In connection with this opinion, we have examined original or copies (in each case, signed, certified or otherwise proven to our satisfaction to be genuine) of: (i) the Plan, (ii) the Company’s Fourth Amended and Restated Certificate of Incorporation, as amended by the Company’s Amendment to the Fourth Amended and Restated Certificate of Incorporation (the “Charter”), (iii) the Second Amended and Restated Bylaws of the Company, as amended by the Company’s First Amendment to the Second Amended and Restated Bylaws of the Company and (iv) resolutions approving the corporate action of the Company authorizing the issuances of the Shares.
In our examination, we have assumed the genuineness of all signatures, the authenticity of all documents submitted to us as original documents, and the conformity to original documents of all documents submitted to us as copies, the legal capacity of natural persons who are signatories to the documents examined by us and the legal power and authority of all persons signing on behalf of parties (other than the Company) to all documents.
In rendering the opinion expressed below, we have assumed that prior to the issuance of any of the Shares, there will exist under the Charter the requisite number of authorized but unissued shares of common stock.
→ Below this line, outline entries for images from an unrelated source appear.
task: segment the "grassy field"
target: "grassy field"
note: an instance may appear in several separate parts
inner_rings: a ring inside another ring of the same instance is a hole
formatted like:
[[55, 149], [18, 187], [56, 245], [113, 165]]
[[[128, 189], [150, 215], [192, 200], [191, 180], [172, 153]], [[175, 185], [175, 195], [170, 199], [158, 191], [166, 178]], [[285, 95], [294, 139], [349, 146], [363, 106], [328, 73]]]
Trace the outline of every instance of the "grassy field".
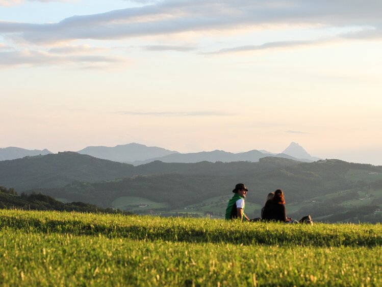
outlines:
[[380, 224], [0, 210], [3, 286], [380, 286]]
[[133, 211], [166, 208], [169, 205], [166, 203], [156, 202], [142, 197], [122, 196], [113, 201], [112, 206], [121, 210]]

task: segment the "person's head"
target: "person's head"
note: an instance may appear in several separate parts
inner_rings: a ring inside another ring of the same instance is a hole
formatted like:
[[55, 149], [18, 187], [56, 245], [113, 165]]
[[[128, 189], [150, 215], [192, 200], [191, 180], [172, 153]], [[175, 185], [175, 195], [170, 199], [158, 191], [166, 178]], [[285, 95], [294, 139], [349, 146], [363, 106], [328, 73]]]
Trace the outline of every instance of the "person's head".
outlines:
[[238, 183], [235, 187], [235, 189], [232, 190], [232, 192], [237, 194], [242, 197], [245, 197], [247, 195], [247, 191], [248, 189], [244, 183]]
[[284, 200], [284, 193], [283, 189], [277, 189], [274, 192], [274, 196], [272, 200], [273, 202], [279, 203], [280, 204], [285, 204]]
[[265, 203], [266, 203], [268, 200], [272, 200], [272, 199], [273, 199], [274, 196], [274, 193], [269, 193], [269, 194], [268, 194], [268, 195], [265, 199]]

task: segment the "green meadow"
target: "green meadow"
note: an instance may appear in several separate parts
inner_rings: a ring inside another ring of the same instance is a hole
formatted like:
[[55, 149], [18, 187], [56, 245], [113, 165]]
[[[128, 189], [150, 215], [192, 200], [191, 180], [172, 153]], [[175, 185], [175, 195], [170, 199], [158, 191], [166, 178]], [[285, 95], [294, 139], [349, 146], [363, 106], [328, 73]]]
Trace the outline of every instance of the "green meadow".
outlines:
[[380, 286], [382, 226], [0, 210], [3, 286]]

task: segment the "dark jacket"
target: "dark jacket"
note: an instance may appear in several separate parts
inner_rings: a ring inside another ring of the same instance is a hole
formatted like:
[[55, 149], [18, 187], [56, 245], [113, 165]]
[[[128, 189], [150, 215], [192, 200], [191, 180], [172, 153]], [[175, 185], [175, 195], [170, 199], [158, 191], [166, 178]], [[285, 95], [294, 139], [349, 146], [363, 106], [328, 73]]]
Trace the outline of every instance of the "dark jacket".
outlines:
[[287, 221], [285, 205], [272, 200], [268, 200], [264, 206], [261, 218], [266, 220], [275, 220], [285, 222]]

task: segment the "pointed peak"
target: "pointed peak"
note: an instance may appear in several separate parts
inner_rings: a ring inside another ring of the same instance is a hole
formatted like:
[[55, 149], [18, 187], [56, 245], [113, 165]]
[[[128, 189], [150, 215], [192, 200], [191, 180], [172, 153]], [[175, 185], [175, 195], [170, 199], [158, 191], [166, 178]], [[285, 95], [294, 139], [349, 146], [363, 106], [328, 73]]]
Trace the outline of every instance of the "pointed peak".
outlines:
[[290, 155], [296, 158], [309, 159], [312, 157], [311, 155], [308, 153], [308, 152], [302, 147], [294, 141], [291, 142], [282, 153]]

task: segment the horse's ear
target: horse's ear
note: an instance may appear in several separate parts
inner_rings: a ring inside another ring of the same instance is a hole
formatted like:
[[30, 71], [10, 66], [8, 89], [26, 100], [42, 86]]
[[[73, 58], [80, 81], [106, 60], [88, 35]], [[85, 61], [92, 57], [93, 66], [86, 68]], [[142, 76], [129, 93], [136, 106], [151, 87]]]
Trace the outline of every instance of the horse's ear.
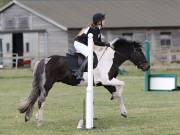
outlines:
[[115, 38], [115, 39], [113, 39], [111, 42], [109, 42], [111, 48], [113, 48], [113, 49], [115, 48], [115, 43], [116, 43], [118, 40], [119, 40], [119, 38]]

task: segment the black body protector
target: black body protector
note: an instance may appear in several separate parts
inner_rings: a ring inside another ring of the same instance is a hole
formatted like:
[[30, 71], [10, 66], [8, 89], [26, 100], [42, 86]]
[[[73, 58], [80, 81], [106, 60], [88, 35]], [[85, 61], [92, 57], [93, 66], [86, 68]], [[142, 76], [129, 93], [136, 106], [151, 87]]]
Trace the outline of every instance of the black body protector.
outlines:
[[[101, 40], [101, 28], [102, 28], [102, 21], [105, 19], [105, 15], [102, 13], [97, 13], [93, 16], [93, 24], [85, 29], [83, 29], [75, 38], [75, 41], [78, 41], [86, 46], [88, 46], [88, 34], [93, 34], [93, 41], [95, 45], [98, 46], [109, 46], [108, 43], [102, 42]], [[98, 23], [101, 22], [100, 26]], [[85, 66], [87, 65], [88, 59], [86, 58], [80, 68], [74, 73], [76, 79], [83, 79], [83, 72]]]

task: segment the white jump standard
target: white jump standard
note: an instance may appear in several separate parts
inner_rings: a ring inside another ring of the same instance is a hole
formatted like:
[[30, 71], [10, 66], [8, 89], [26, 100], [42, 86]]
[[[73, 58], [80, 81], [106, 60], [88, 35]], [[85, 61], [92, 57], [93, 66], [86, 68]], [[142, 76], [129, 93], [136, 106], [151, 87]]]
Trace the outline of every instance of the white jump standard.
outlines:
[[[93, 34], [88, 34], [88, 86], [86, 88], [86, 100], [83, 105], [85, 118], [79, 120], [77, 128], [92, 129], [94, 127], [94, 107], [93, 107]], [[84, 114], [83, 114], [84, 115]], [[84, 117], [84, 116], [83, 116]], [[84, 127], [85, 126], [85, 127]]]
In addition, we have assumed (i) the resolutions authorizing the Company to issue the Shares in accordance with the terms and conditions of the Plan will remain in effect and unchanged at all times during which the Shares are issued by the Company, and (ii) the Registration Statement, and any amendments thereto, at the time of issuance of the Shares, will continue to be effective under the Securities Act.
Subject to the foregoing and the other matters set forth herein, it is our opinion that when the Shares shall have been duly registered on the books of the transfer agent and registrar therefor in the name or on behalf of the holder(s) and have been issued by the Company against payment therefor (not less than par value) in the circumstances contemplated by the Plan, assuming in each case that the individual issuances, grants or awards under the Plan are duly authorized by all necessary corporate action and duly issued, granted or awarded and exercised in accordance with the requirements of law and the Plan (and, in each case, the agreements and awards duly adopted thereunder and in accordance therewith), the issue and sale of the Shares will have been duly authorized by all necessary corporate action of the Company, and the Shares will be validly issued, fully paid and non-assessable.
We are members of the Bar of the State of New York and the foregoing opinion is limited to the General Corporation Law of the State of Delaware.
We hereby consent to the filing of this opinion as an exhibit to the Registration Statement. In giving this consent, we do not admit that we are in the category of persons whose consent is required under Section 7 of the Securities Act or the rules and regulations of the Commission thereunder.